Put another way: A Picasso sells for a lot, precisely because there are only a few of them. But nobody makes fake Amazon Basics.
What we want, and what we need
It’s hard to know where this is going. But it’s easy enough to imagine a future where:
The things we need—the bottom of Maslow’s Hierarchy—are provided by heavily regulated oligopolies or governments. They win through efficiency, and there’s little branding involved: I don’t care which potato I get, or where my electricity comes from. They’re price-sensitive, and if a vendor tries to gouge me on price, I’ll switch. They’re the standard of living, and the wealth of the society is judged by what’s included (education, healthcare, and so on.)
The things we want—art, music, branded clothing—come from bespoke creators. They win because I care about them, follow them, and believe that others will think more of me by embracing them. Supreme slaps a white-and-red Futura Italic label on shoes and they triple in price. Wants are price-irrational, and often, I’ll want something more if it costs more. Stella Artois’ slogan, Reassuringly Expensive, is a great example.
Not so fast, creators
But those creators shouldn’t get comfortable. Even as it flourishes, the creator economy is being eclipsed. AI is producing works that surpass what many human creators can achieve. GPT-3, Generative Adversarial Networks (GANs), and other advances in machine learning can generate amazing things. OpenAI’s DALL-E creates images from written prompts (here’s “avocado chair.”)
Icons8 has a stock art library of 100,000 human faces that don’t exist.
How long until an algorithm puts clipart out of business? How many Fiverr accounts aren’t human?
The creator economy is simply not ready for AI. A single developer could make thousands of creators obsolete. At best, a human collaborates with an AI—whether they’re just using Photoshop’s neural filters, or writing prompts for GPT-3 to generate reams of text. At worst, the human is simply a brand ambassador for an algorithm.
How to make money in ten years’ time
Here’s a prediction (which, as mentioned, is probably wrong, but possibly useful): In ten years’ time, there will be three main ways to make money:
Be ruthlessly efficient at delivering what people need (Amazon; a government; a regulated monopoly or utility.)

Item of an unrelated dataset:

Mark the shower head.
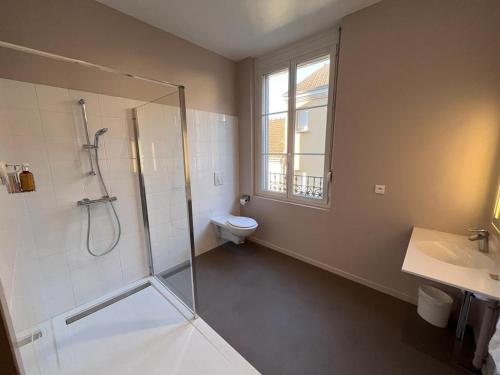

Be a creator who makes what people want, ideally one who’s better at writing prompts or curating generated results from an algorithm (GPT-3, etc.) and acting as its brand ambassador (influencers.)
Be a platform for those creators, rent-taking on their work (Netflix, Stripe, Tidal, Fedex) and helping them create artificial scarcity that drives up price or prevent copying (NFTs, blockchain.)
These ideas are almost certainly wrong. But they’re definitely interesting. We’re hollowing out the middle of most legacy business models, and the economy a decade from now may look radically different from the one we know today.
Sidenote: a Fourth Way
There’s a fourth way. On the surface, we still look human. And laws give us agency—human rights, the vote, freedom of speech. But humans today are nearly unrecognizable from those of 40 years ago, because we have a digital twin. We spend as much of our waking lives online as we do in person, and the online version of ourselves doesn’t have rights. In fact, we have to pay for it to exist, whether with our time or our hard-earned money. So you can also:
Run a subscription service that allows people’s digital doppelgänger to exist (broadband access, virus updates, antispam, calendar management, etc.)
This is a really big notion, and I don’t want to get into it here, but the ability of cognitive technology to rent-take on our digital lives, and how we govern it for the good of everyone while preserving innovation, is something I want to spend a lot more time thinking about.
Assuming an algorithm can’t do that for me.